File upload is also common and easy to support. There are two ways: one is to use the MultipartHttpServletRequest parameter to obtain uploaded files; the other is to use the @RequestParam annotation.

private String getMsg(MultipartFile file) {
    String ans = null;
    try {
        ans = file.getName() + " = " + new String(file.getBytes(), "UTF-8");
    } catch (IOException e) {
        return e.getMessage();
    return ans;

 * File upload
 * curl '' -X POST -F 'file=@hello.txt'
 * @param file
 * @return
@PostMapping(path = "file")
public String fileParam(@RequestParam("file") MultipartFile file) {
    return getMsg(file);

@PostMapping(path = "file2")
public String fileParam2(MultipartHttpServletRequest request) {
    MultipartFile file = request.getFile("file");
    return getMsg(file);

The test case is as follows

# Create a text file
➜  ~ vim hello.txt
hello, this is yhh's spring test!

# Use curl-F to upload files and pay attention to posture
➜  ~ curl '' -F 'file=@hello.txt'
file = hello, this is yhh's spring test!

➜  ~ curl '' -F 'file=@hello.txt'
file = hello, this is yhh's spring test!

5. Other

Some of the requests mentioned above are different from those in GET. Please note that the parsing method of GET request parameters may also be applicable in POST requests. Why is it possible? Because in post requests, different content-type s still have parsing effects on parameters.
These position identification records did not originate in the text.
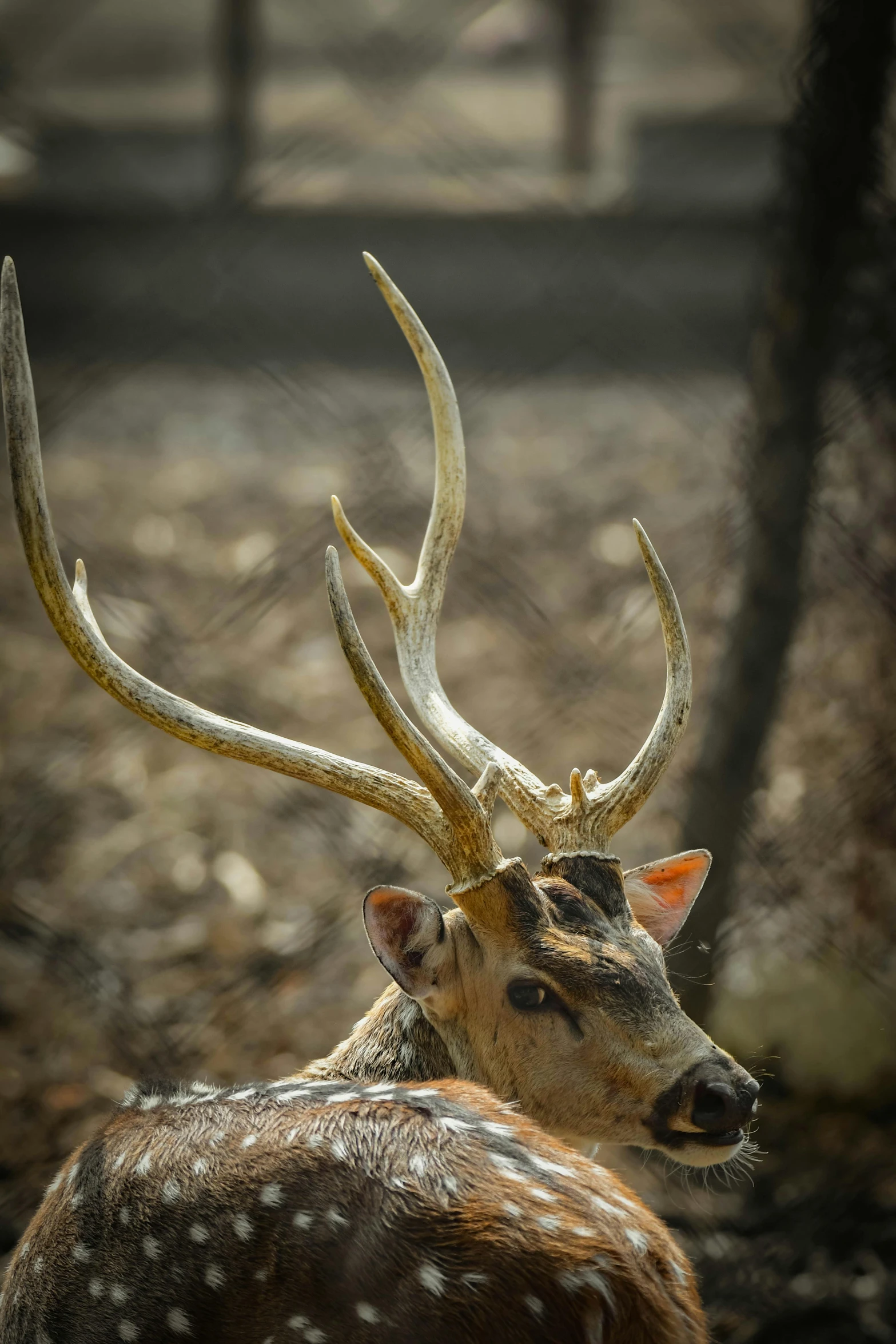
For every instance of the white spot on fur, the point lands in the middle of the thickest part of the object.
(432, 1277)
(543, 1164)
(456, 1126)
(475, 1280)
(605, 1208)
(507, 1167)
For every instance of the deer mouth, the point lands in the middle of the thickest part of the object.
(679, 1139)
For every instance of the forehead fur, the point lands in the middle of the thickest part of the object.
(593, 951)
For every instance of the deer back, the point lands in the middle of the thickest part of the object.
(324, 1210)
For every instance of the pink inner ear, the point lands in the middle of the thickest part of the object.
(395, 912)
(662, 893)
(679, 880)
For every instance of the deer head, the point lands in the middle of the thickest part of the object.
(551, 991)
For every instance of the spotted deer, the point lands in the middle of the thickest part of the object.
(428, 1180)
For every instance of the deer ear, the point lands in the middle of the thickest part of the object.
(663, 893)
(406, 932)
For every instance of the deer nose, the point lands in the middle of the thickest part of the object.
(718, 1107)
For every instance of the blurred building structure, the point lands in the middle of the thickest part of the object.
(186, 189)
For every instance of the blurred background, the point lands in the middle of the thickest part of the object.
(653, 242)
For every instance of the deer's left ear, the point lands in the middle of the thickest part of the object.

It should be noted that for the traditional form submission (application/x-www-form-urlencoded) method, post parameter parsing can still be used.

  • @RequsetParam
  • POJO (BEAN Analysis)
  • @ Analysis of PathVariable Parameters
  • Method parameter analysis

II. Others

0. Project - related blog posts

1. Grey Blog

Letters are not as good as letters. The above contents are purely family statements. Due to limited personal abilities, there are inevitably omissions and errors. If you find bug s or have better suggestions, you are welcome to criticize and correct them. Thank you very much.

Below is a grey personal blog, which records all the blogs about study and work. Welcome to visit it.